The courtroom should be the last place where money talks. Many Koreans, however, remain skeptical about whether this saying applies to the local judicial system as they have seen some rich and influential people receive relatively lenient punishments for their crimes.
Their skepticism of judicial equality was probably deepened by a recent report indicating that judges here have made some unequal rulings on white collar crimes such as embezzlement and bribery. The report released by a research team at a local university last week cited specific data suggesting that the larger the amount of money involved, the more clemency judges tend to show to persons accused of misappropriation or bribery.
Over the 2011-13 period, 3,720 defendants charged with embezzlement and breach of trust were sentenced at courts of first instance across the country. More than 91 percent of the sentences were made within the scope of penalty assessment standards set by the Supreme Court.

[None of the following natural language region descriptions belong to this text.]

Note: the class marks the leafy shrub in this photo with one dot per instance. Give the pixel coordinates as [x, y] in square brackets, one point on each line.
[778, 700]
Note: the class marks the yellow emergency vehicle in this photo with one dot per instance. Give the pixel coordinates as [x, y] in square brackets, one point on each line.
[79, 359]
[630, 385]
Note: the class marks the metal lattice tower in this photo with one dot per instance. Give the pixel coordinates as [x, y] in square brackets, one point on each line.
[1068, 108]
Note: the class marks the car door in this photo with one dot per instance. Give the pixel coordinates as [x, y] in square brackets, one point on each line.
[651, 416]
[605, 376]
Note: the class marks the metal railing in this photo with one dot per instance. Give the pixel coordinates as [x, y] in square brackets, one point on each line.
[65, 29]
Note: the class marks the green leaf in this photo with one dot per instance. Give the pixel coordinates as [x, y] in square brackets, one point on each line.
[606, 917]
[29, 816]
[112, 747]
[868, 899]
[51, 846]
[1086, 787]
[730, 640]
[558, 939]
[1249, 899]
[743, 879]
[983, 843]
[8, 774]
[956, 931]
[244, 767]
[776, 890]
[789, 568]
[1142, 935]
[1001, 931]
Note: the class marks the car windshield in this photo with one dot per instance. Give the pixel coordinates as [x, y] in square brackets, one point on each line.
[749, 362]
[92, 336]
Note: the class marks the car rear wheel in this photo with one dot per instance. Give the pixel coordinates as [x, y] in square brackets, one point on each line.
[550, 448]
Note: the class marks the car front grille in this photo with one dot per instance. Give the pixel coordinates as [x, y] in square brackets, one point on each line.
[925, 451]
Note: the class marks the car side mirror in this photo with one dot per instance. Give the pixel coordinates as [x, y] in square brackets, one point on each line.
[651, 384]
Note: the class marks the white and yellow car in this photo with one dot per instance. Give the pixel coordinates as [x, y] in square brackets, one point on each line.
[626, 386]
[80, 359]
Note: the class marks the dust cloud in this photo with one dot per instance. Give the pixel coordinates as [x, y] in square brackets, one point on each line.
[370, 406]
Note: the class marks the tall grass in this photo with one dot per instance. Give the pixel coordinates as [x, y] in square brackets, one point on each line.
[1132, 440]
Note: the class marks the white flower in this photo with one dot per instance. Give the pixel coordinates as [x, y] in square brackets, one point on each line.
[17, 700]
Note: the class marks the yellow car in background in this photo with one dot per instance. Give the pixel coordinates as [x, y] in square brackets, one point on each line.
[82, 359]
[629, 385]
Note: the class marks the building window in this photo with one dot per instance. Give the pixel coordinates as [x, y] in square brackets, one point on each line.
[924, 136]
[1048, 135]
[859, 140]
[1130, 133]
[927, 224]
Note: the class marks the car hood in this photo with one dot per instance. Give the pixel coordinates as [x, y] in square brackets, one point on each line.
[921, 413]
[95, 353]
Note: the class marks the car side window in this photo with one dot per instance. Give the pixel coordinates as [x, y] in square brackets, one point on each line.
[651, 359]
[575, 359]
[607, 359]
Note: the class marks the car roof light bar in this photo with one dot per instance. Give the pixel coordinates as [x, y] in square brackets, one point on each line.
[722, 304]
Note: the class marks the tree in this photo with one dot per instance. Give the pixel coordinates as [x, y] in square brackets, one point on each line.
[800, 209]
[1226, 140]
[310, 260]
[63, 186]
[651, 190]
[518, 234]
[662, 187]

But adherence to the standards was in inverse proportion to the scale of embezzlement as judges tended in more severe cases to make rulings that fell below sentencing guidelines. The compliance rate was as high as 98.4 percent for embezzlement of less than 100 million won ($90,800). But the figure declined to 68.5 percent and 41.7 percent for cases involving sums between 5 billion won and 30 billion won and above 30 billion won, respectively.
A similar tendency was found in rulings on bribery cases. More than 96 percent of sentences for those accused of giving or taking less than 10 million won in bribes adhered to the guidelines but the rate fell to 25 percent when the amount was between 50 million won and 100 million won.
Such findings reinforced the public perception that local courts are likely to become more compassionate when dealing with larger-scale white collar crimes. Judges should depart from this tendency, which deepens distrust in the judicial system and hampers efforts to eradicate corrupt practices pervading our society. Sentencing guidelines should be applied more strictly to embezzlement and bribery cases involving larger amounts of money.
Some judges may suspect that the report was dubiously motivated as it was commissioned by the prosecution, which has appealed against an increasing number of court rulings it sees as too lenient. But it is still unreasonable to dismiss the report due to such suspicion.
It should be noted, meanwhile, that prosecutors themselves are not free of criticism of failing to be impartial.
During the trial of a former top prosecutor’s mistress accused of fraud last week, the prosecution requested that it make the sentence demand in written form. It was only natural that the panel of judges dismissed this unusual request, which appeared aimed at avoiding possible criticism of an overly lenient sentence demand.